Después de ceder el Sinaí, Israel siguió siendo acusado de «expansionista». Es el judío, el maligno. Tampoco ayudó a la paz que evacuase por completo la Franja de Gaza sin pedir nada a cambio. Y la esperanza de que cesara el lanzamiento de misiles contra las poblaciones del sur. La Franja se convirtió en un territorio Judenrein. ¿Qué hicieron los líderes de Hamás con las 20 colonias paradisíacas que les dejaban los pioneros israelíes, llenas de flores, árboles, invernaderos, centros sanitarios, granjas, escuelas y hasta fábricas? ¡Las destruyeron, quemaron y convirtieron en escombros! ¿Fue condenada esa depredación irracional? No.

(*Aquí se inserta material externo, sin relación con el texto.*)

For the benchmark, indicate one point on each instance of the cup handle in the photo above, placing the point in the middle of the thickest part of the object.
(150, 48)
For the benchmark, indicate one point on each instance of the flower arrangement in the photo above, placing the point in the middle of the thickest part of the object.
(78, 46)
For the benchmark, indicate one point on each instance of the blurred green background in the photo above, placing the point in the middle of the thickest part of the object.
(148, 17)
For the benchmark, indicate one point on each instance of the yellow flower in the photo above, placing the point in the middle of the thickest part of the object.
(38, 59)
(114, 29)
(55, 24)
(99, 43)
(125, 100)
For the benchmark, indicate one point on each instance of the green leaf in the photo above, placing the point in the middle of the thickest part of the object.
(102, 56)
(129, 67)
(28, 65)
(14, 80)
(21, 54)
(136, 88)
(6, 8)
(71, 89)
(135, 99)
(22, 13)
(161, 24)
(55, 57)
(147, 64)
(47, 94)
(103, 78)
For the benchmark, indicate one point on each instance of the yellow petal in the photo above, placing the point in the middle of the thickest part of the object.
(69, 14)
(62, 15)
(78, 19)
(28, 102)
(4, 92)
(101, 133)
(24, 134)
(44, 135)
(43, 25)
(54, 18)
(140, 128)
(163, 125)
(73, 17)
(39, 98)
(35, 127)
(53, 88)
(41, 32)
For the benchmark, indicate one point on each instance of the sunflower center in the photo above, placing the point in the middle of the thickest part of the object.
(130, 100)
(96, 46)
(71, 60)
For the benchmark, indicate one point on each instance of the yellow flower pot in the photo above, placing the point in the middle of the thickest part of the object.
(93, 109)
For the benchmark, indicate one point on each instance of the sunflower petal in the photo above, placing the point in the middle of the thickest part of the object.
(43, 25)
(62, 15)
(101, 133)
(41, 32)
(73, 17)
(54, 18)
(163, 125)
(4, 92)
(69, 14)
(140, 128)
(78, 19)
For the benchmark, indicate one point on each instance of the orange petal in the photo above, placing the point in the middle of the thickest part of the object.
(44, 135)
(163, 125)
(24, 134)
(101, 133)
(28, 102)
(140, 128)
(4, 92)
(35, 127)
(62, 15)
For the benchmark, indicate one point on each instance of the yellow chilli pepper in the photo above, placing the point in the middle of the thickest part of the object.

¿Se mencionan otros responsables, además de Israel, por los sufrimientos del pueblo palestino? El ejército jordano asesinó millares en el Septiembre Negro de 1971. Siria mató más palestinos que Israel, según dijo el mismo Yasser Arafat. Hamás ejecutó 370 palestinos cuando se adueñó de la Franja de Gaza y luego impidió la peregrinación a La Meca de los musulmanes que no respondían a sus mandatos.
Cierro con pena. Los terroristas están ganando la campaña que enciende el odio en vez de conducir a la moderación, el diálogo y la paz. Para ellos es mejor que muera un palestino a que muera un israelí, por eso los usan de escudos humanos. Cuando muere un israelí la prensa calla. Cuando muere un palestino brota lava ardiente. Mientras más palestinos sufran y mueran, más grande será la lástima. Pero esa lástima no aporta paz ni progreso.
Israel, judío entre las naciones, imperfecto como toda construcción humana, deberá seguir tolerando la doble vara con que se miden sus acciones. Es ineluctable. Pese a ello, sólo le queda reforzar lo que fortifica una buena relación con los sectores pacifistas y racionales del mundo árabe. Ya ha realizado mucho y bueno en varios campos, aunque de eso no se habla. Tiene que hacer más. Allí reside su condena o su gloria.